Книга Имя мне - Красный, страница 22. Автор книги Орхан Памук

Разделитель для чтения книг в онлайн библиотеке

Онлайн книга «Имя мне - Красный»

Cтраница 22

– Понял ли ты из моих рассказов, кто я такой?

– Понял, – ответил Кара, но прозвучало это совсем не убедительно.

Не пытайтесь понять меня, ограничиваясь его взглядом и мерками. Я сам без обиняков расскажу вам, кто я. Я умею все. Могу рисовать и раскрашивать рисунки так же хорошо, как старые мастера из Казвина, – делаю это легко, улыбаясь. И с той же улыбкой говорю: я лучше всех. И я не имею ни малейшего касательства к исчезновению Зарифа-эфенди, из-за которого, если я правильно догадался, ко мне и пришел Кара.

Кара спросил, как мне удается сочетать занятия искусством и семейную жизнь.
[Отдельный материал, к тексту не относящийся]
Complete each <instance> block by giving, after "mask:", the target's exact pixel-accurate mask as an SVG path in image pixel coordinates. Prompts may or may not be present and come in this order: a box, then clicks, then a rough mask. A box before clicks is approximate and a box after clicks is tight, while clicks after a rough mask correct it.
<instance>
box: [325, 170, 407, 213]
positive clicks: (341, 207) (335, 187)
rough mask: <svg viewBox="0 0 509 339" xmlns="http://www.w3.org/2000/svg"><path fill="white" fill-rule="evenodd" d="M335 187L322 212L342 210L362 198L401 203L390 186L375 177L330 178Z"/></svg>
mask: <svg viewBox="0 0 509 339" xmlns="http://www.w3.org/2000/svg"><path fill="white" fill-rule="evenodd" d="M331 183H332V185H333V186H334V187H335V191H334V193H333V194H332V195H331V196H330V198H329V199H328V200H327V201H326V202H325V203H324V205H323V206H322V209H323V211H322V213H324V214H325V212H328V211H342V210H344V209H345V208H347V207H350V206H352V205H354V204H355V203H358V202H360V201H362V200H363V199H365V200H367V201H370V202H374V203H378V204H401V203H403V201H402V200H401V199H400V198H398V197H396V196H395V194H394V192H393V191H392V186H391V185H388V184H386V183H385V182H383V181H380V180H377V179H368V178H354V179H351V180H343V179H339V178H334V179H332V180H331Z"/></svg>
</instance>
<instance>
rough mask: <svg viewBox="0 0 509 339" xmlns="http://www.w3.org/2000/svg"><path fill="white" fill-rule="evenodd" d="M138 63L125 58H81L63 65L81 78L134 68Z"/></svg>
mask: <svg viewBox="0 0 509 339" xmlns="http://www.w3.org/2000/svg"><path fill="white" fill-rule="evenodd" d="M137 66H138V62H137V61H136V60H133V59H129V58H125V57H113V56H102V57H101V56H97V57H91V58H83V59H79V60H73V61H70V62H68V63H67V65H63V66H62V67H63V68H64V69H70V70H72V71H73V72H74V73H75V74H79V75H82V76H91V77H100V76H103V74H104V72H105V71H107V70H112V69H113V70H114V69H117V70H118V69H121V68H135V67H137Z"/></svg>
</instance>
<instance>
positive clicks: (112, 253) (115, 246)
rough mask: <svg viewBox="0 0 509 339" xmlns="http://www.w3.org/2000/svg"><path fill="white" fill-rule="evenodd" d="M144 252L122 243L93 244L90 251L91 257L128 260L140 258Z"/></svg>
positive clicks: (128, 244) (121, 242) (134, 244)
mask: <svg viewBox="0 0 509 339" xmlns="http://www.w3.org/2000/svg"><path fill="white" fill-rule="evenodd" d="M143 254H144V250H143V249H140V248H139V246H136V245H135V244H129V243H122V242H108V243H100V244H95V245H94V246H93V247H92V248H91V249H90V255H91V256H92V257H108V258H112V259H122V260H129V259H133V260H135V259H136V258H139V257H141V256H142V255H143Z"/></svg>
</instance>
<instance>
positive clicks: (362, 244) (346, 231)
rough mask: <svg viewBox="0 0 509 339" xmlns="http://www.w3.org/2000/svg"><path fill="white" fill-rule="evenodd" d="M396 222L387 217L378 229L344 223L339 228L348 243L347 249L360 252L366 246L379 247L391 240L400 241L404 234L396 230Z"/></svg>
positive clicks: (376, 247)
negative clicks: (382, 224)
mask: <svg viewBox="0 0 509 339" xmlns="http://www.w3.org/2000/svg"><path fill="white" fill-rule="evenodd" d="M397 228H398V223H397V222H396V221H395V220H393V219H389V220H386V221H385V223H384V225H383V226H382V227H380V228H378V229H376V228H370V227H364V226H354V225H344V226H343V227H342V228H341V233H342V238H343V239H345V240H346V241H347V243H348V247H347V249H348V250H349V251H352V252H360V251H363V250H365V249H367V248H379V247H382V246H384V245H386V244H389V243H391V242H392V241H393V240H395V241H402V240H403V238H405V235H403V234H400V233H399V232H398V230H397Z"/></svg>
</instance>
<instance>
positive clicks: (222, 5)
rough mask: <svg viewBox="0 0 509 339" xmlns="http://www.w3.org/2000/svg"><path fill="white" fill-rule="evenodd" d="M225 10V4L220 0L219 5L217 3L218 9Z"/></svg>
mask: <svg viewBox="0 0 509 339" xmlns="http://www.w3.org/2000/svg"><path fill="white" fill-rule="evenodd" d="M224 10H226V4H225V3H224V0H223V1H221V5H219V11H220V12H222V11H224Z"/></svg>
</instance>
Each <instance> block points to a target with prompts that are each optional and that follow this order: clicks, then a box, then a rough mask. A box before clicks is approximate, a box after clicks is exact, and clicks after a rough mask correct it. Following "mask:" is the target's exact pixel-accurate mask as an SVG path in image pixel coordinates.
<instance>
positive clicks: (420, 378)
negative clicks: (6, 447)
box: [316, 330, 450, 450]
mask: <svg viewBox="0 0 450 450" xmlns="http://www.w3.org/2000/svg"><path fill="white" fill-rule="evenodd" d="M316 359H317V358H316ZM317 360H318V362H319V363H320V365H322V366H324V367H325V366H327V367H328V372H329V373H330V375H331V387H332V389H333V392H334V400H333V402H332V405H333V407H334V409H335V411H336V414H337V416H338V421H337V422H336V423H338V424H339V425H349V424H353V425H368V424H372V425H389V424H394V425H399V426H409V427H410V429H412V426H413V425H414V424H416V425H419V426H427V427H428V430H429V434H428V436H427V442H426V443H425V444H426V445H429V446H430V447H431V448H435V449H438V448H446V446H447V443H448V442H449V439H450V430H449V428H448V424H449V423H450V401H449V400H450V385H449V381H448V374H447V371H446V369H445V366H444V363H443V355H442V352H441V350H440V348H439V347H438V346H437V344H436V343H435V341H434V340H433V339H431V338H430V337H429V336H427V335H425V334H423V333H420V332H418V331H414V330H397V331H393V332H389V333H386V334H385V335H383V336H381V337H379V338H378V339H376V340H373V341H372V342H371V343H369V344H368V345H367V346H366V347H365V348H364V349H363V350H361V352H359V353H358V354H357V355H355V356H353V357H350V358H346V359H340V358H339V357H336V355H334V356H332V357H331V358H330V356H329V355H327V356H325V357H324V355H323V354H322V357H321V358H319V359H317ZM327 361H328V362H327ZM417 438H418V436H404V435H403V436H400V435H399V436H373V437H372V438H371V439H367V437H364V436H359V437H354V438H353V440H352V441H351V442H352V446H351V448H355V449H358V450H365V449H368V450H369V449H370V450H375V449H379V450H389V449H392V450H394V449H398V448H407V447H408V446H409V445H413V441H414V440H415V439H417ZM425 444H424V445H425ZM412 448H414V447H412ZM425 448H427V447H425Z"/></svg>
Я много работаю, и работаю с любовью. Совсем недавно я женился на самой красивой девушке нашего квартала. Если я не рисую, значит мы как сумасшедшие, предаемся с ней любовным утехам; потом я снова работаю. Об этом я говорить не стал. Сказал, что приходится очень непросто. Если художник творит кистью чудеса на бумаге, ему не удается творить такие же чудеса в постели; и наоборот, если он сполна удовлетворяет жену, с удовлетворением от искусства дело обстоит куда хуже. Как всякий человек, завидующий дару художника, Кара поверил этой лжи и обрадовался.

Он сказал, что хочет посмотреть на страницы, над которыми я работал в самое последнее время. Я усадил его за свою рабочую доску, среди баночек с красками и чернилами, кисточек, перьев и инструментов для лощения бумаги. Пока Кара разглядывал рисунок, над которым я сейчас тружусь (две страницы для «Сурнаме», церемония обрезания сыновей султана), я присел рядом на красную подушку, тепло которой напомнило мне, что совсем недавно на ней покоились пышные ягодицы моей милой жены. Пока я водил по бумаге камышовым пером, изображая несчастных узников, печально выстроившихся перед падишахом, моя умная жена водила пальчиками по моему «стеблю», отчасти похожему на камыш.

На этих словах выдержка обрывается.